Bloomberg News reported July 3 that a draft letter is currently being circulated in the House arguing that the proposed combination of Sprint and T-Mobile raises national security concerns as both companies "operate as subsidiaries of foreign-owned firms." Sprint is owned by the Japanese conglomerate SoftBank Group Corp. while T-Mobile's parent is Germany's Deutsche Telekom AG.

The letter reportedly notes SoftBank's business ties with the Chinese telecommunications company Huawei Technologies Co.

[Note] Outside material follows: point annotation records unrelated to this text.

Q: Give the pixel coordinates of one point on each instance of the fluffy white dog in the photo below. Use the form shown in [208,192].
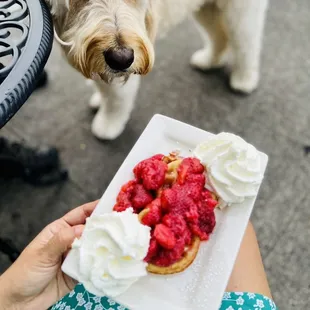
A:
[112,43]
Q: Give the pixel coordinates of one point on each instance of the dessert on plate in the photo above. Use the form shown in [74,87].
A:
[169,194]
[163,214]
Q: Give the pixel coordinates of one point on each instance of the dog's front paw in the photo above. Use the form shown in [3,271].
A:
[95,101]
[202,59]
[107,128]
[244,81]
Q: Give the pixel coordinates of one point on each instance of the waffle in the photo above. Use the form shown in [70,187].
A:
[190,252]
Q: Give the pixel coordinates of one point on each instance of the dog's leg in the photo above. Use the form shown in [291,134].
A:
[245,24]
[212,55]
[115,109]
[97,98]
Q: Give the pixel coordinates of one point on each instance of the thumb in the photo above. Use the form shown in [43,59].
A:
[59,244]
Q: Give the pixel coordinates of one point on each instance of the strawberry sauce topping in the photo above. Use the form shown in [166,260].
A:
[176,212]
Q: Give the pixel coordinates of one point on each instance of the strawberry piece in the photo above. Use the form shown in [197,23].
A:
[178,226]
[197,179]
[153,250]
[141,197]
[168,199]
[187,167]
[193,190]
[167,257]
[153,217]
[206,222]
[129,187]
[123,202]
[151,172]
[207,194]
[164,236]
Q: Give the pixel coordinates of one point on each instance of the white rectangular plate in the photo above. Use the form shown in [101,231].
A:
[202,285]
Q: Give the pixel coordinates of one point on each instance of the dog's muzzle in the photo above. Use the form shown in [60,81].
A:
[119,59]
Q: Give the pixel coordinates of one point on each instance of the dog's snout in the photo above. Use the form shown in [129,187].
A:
[119,59]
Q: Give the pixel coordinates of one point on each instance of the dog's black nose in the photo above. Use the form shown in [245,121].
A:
[119,59]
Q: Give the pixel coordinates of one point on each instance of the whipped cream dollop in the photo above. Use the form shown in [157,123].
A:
[233,167]
[111,252]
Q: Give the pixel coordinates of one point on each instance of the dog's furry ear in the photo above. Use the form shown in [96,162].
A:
[151,20]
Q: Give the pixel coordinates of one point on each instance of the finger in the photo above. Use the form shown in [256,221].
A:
[78,230]
[59,244]
[79,215]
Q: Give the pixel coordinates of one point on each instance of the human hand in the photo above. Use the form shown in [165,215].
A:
[35,281]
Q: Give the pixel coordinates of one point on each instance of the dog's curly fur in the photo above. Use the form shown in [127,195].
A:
[232,32]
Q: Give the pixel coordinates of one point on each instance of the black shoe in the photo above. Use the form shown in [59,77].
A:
[42,82]
[8,248]
[35,165]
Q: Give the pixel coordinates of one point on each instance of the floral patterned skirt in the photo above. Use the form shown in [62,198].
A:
[80,299]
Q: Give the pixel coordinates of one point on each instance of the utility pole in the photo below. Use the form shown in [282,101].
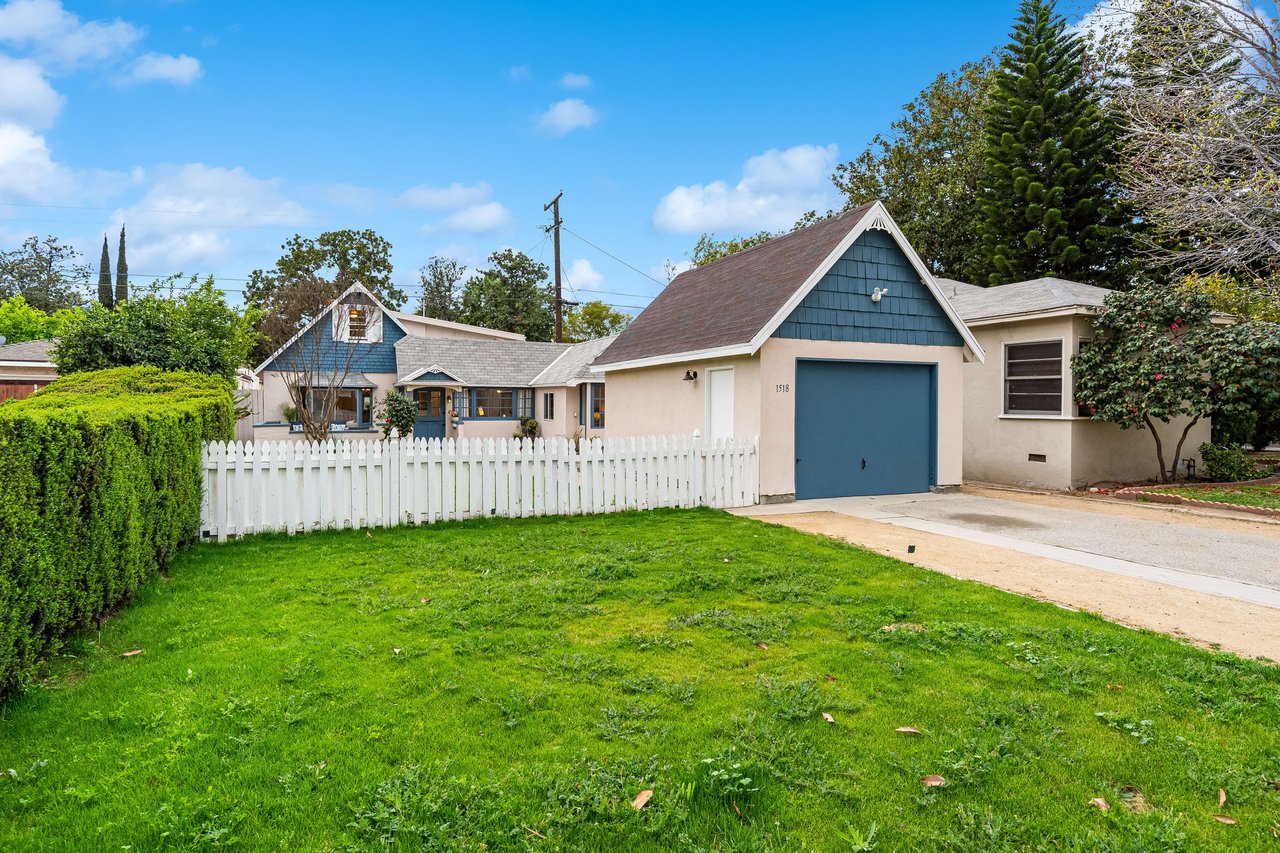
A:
[553,205]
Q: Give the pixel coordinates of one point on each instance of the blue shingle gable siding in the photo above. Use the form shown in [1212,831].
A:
[841,309]
[370,357]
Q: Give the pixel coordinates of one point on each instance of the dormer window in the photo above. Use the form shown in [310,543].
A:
[357,320]
[357,323]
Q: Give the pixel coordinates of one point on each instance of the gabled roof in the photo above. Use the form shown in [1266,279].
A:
[35,352]
[1023,299]
[501,364]
[460,327]
[325,313]
[574,365]
[732,305]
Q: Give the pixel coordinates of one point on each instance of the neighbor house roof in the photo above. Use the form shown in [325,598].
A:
[33,352]
[1022,299]
[460,327]
[574,365]
[732,305]
[501,364]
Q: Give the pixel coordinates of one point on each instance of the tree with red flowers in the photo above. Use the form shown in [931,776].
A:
[1161,354]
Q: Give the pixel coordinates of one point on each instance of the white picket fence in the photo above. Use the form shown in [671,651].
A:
[309,486]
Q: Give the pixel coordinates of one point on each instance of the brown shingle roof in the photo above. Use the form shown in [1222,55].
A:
[728,301]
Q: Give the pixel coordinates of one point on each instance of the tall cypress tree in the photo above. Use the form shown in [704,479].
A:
[122,273]
[104,278]
[1050,204]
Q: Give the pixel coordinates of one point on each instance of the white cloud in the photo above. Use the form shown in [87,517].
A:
[26,96]
[58,37]
[150,68]
[583,277]
[566,115]
[199,204]
[776,188]
[27,167]
[479,219]
[451,197]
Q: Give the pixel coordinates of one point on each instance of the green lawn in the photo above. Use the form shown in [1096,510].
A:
[515,684]
[1267,496]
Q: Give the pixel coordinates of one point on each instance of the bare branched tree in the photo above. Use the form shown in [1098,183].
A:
[319,365]
[1201,140]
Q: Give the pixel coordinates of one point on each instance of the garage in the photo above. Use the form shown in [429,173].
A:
[864,428]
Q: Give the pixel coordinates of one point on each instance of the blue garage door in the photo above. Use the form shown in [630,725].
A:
[864,428]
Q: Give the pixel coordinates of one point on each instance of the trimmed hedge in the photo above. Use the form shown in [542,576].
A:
[100,484]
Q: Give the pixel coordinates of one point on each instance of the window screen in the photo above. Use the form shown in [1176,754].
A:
[1033,378]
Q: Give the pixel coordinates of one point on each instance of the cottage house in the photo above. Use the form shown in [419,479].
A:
[466,381]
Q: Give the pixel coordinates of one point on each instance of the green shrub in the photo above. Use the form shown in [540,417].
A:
[100,484]
[1228,464]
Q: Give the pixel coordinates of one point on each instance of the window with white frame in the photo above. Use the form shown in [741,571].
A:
[1033,378]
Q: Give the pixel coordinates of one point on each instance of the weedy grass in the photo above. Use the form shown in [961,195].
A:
[515,684]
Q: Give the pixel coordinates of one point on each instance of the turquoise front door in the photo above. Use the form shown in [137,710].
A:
[430,413]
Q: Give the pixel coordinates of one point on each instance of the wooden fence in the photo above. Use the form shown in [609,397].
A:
[309,486]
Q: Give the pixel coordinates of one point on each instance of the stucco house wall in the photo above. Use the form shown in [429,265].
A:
[1077,451]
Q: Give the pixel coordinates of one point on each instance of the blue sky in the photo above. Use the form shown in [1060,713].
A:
[218,129]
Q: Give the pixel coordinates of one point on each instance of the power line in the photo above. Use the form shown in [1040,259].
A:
[615,258]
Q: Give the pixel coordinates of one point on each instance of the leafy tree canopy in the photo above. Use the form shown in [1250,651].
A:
[512,295]
[1048,199]
[329,264]
[592,320]
[21,322]
[169,325]
[1157,355]
[48,273]
[927,167]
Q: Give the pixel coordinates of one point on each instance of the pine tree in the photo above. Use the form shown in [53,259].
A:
[122,273]
[1050,204]
[104,278]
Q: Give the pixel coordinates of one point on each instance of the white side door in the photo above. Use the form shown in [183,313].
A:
[720,404]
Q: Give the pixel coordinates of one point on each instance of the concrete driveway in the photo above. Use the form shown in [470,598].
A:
[1205,576]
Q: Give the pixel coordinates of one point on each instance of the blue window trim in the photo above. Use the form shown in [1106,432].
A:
[471,405]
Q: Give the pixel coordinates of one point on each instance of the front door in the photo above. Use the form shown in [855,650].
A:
[430,413]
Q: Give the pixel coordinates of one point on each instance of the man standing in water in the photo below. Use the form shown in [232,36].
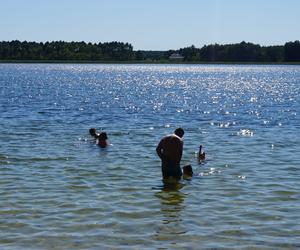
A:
[169,151]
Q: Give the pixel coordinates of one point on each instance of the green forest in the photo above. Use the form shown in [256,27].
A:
[124,52]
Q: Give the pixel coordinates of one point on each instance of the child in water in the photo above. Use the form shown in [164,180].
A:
[201,155]
[93,133]
[102,140]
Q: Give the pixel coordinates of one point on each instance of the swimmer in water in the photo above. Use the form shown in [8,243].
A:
[201,155]
[169,150]
[102,140]
[94,133]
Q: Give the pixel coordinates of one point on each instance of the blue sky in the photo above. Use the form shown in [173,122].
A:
[152,24]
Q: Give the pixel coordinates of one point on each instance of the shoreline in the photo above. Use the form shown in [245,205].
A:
[140,62]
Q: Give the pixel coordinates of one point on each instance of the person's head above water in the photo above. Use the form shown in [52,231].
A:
[93,132]
[102,136]
[179,132]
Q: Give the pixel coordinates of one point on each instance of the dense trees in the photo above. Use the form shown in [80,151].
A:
[59,50]
[118,51]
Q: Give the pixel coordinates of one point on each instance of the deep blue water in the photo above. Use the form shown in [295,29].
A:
[58,190]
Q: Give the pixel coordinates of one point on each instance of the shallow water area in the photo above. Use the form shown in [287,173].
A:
[59,190]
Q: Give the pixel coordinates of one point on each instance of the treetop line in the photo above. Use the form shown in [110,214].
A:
[119,51]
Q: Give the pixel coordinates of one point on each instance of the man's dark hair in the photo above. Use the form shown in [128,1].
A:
[179,132]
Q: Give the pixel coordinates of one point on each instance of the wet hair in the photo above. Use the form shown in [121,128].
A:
[179,132]
[92,131]
[103,136]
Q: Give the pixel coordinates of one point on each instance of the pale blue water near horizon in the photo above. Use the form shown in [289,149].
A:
[58,190]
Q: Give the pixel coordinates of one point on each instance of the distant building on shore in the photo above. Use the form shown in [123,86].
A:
[176,57]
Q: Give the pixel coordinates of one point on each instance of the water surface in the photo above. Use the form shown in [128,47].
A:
[59,190]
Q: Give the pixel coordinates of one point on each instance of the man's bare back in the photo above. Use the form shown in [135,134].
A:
[169,151]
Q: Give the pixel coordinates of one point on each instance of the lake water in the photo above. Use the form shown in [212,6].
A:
[58,190]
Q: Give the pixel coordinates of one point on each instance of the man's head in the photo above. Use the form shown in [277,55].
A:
[179,132]
[93,132]
[103,136]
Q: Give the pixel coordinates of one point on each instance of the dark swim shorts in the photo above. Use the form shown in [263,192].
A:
[171,169]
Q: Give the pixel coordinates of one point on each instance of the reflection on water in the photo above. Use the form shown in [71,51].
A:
[171,206]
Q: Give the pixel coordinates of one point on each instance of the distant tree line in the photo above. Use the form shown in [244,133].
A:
[60,50]
[119,51]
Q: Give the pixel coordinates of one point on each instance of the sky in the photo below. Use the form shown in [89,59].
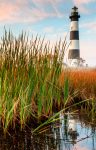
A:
[51,18]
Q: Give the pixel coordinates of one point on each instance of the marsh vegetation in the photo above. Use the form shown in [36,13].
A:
[35,86]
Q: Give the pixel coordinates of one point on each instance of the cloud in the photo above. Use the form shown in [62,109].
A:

Ltd., which along with China's ZTE Corp., has been identified by U.S. policymakers as a company representing a potential threat to U.S. networks.

According to Bloomberg, the letter warns Sprint and T-Mobile's merger "would increase telecommunications risks associated with third-party foreign entities, including Huawei, being utilized in the development of U.S. 5G infrastructure." 5G is the next generation of wireless technology, promising faster speeds and lower latency.

Mnuchin oversees the Committee on Foreign Investment in the U.S., or CFIUS, a government body that examines any M&A transaction involving a foreign owner taking control of a U.S. business. Earlier this year, President Donald Trump barred Broadcom Ltd., formerly based in Singapore, from acquiring U.S. chipmaker Qualcomm Inc. after CFIUS identified "potential national security concerns" around the proposed takeover. The group specifically pointed to the important role Qualcomm stands to play in the development of 5G.